Wenn die Firmenfeier Panik auslöst

Bei Menschen mit einer sozialen Angststörung lösen gesellschaftliche Anlässe und das Auftreten in der Öffentlichkeit übermässigen Stress aus. Wie viele davon betroffen sind und was wirklich hilft gegen die Angst.

Ein Auftritt im Theater, eine Party, auf der man kaum jemanden kennt, oder die Vorstellung eines Projekts beim Firmenanlass: Solche Situationen machen viele Menschen nervös. Man überlegt, wie man ankommen wird, hofft, einen guten Eindruck zu hinterlassen. Die Hände sind vielleicht etwas feucht, die Stimme zittert leicht. Doch das legt sich bei den meisten wieder. Nicht so bei Menschen mit sozialer Angststörung. Für sie sind selbst scheinbar harmlose Situationen wie das Unterschreiben eines Dokuments vor Zeuginnen und Zeugen oder die Nutzung einer öffentlichen Toilette mit intensiven Ängsten verbunden. Betroffene fürchten, blossgestellt oder negativ bewertet zu werden. Wochenlang im Voraus kreisen ihre Gedanken um diesen Moment. Wenn er eintritt, rast der Puls, der Körper versteinert, der Blick weicht aus, die Stimme wird leise. Manche erleben ein «Mind Blanking», bei dem sich die Gedanken ausschalten, sich der Kopf leer anfühlt.

Betroffene fürchten, blossgestellt oder negativ bewertet zu werden.

Rund zehn Prozent betroffen

Soziale Phobie zählt zu den häufigsten Angststörungen. Rund jede zehnte Person ist im Lauf des Lebens betroffen. Ursache ist vermutlich, dass bestimmte Hirnareale unbegründete Angstgefühle nicht ausreichend regulieren können. In den meisten Fällen lässt sich eine Angststörung durch eine Psychotherapie behandeln. «Wenn der Leidensdruck hoch ist und die Lebensqualität eingeschränkt wird, ist es wichtig, professionelle Hilfe zu suchen», sagt Irmgard Kassens von der gemeinnützigen Organisation Angst- und Panikhilfe Schweiz (aphs). Je früher, desto besser. Denn unbehandelt verstärken sich soziale Ängste meist. Situationen konsequent zu meiden, helfe nicht weiter, sondern führe oft zu mehr Einschränkungen. Soziale Phobie wird diagnostiziert, wenn die Ängste seit mindestens sechs Monaten bestehen, mehrere soziale Situationen betreffen, regelmässig auftreten, stark belasten und nicht durch andere psychische Erkrankungen erklärt werden können.

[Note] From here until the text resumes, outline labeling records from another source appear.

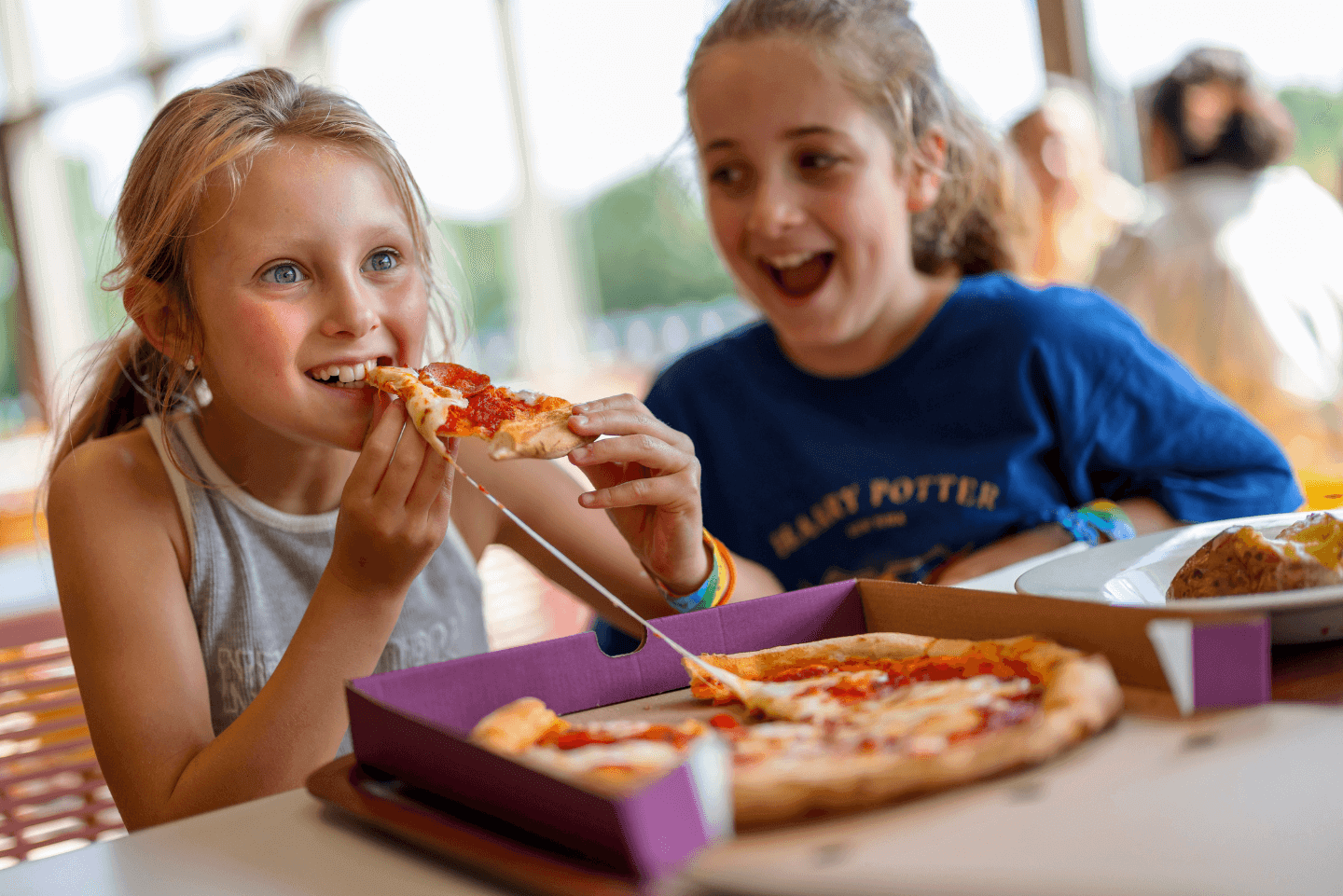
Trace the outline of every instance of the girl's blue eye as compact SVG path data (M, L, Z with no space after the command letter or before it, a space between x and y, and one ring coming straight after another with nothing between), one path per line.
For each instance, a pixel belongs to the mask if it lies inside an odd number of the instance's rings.
M716 184L724 184L727 187L731 187L732 184L736 184L741 180L741 169L728 168L727 165L724 165L723 168L716 168L713 172L710 172L709 180L712 180Z
M298 265L290 265L289 262L275 265L265 271L261 278L262 282L279 283L281 286L290 286L301 279L306 279L304 273L298 270Z
M396 267L398 263L400 262L396 258L396 253L391 251L389 249L380 249L368 257L368 261L364 262L364 269L372 271L384 271L384 270L392 270L393 267Z
M802 168L819 171L830 168L838 161L834 156L829 156L823 152L806 152L798 157L798 165Z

Weihnachtszeit bedeutet Stress pur

In der Vorweihnachtszeit häufen sich gesellschaftliche Anlässe: Weihnachtsfeiern, Apéros, Familientreffen. Das bedeute für viele Betroffene Stress pur, so Irmgard Kassens. Zwar beobachte sie keine Häufung direkt vor Weihnachten, doch im Winterhalbjahr sei generell mehr los als im Sommer. Ihr Rat: Vor einem Anlass eine Vertrauensperson ins Bild setzen, die im Notfall unterstützt. Sich bewusst Rückzugsmöglichkeiten überlegen – auch ein kurzer Spaziergang kann helfen, Anspannung abzubauen. Im hektischen Dezember sollten gezielt Auszeiten eingeplant werden wie ein wärmendes Bad, ein gutes Buch, eine Meditation. Vor allem betont die Fachfrau, sollen Betroffene geduldig mit sich sein. Ein neuer Umgang mit Angst entwickle sich nicht über Nacht. «Doch mit eigener Motivation und der nötigen Unterstützung lässt sich ein Weg hin zu mehr Leichtigkeit und Lebensqualität finden», sagt sie.

Autor: Stephanie Schnydrig

Pflanzliche Mittel gegen Angst

Es gibt einige pflanzliche Präparate, die angstlösende Effekte haben können. Dazu gehört zum Beispiel ein Extrakt aus dem schmalblättrigen Lavendel, das in Form von Kapseln eingenommen wird. Die Wirkung zeigte sich in einer Studie unter der Leitung der MedUni Wien mit über 500 Patientinnen und Patienten mit einer moderaten bis schweren Angststörung. Ebenfalls helfen können Baldrian, Kamille und Zitronenmelisse.  Für alle genannten Präparate gilt: Nicht in der Schwangerschaft oder Stillzeit verwenden und sich stets von Fachpersonen in der Apotheke beraten lassen.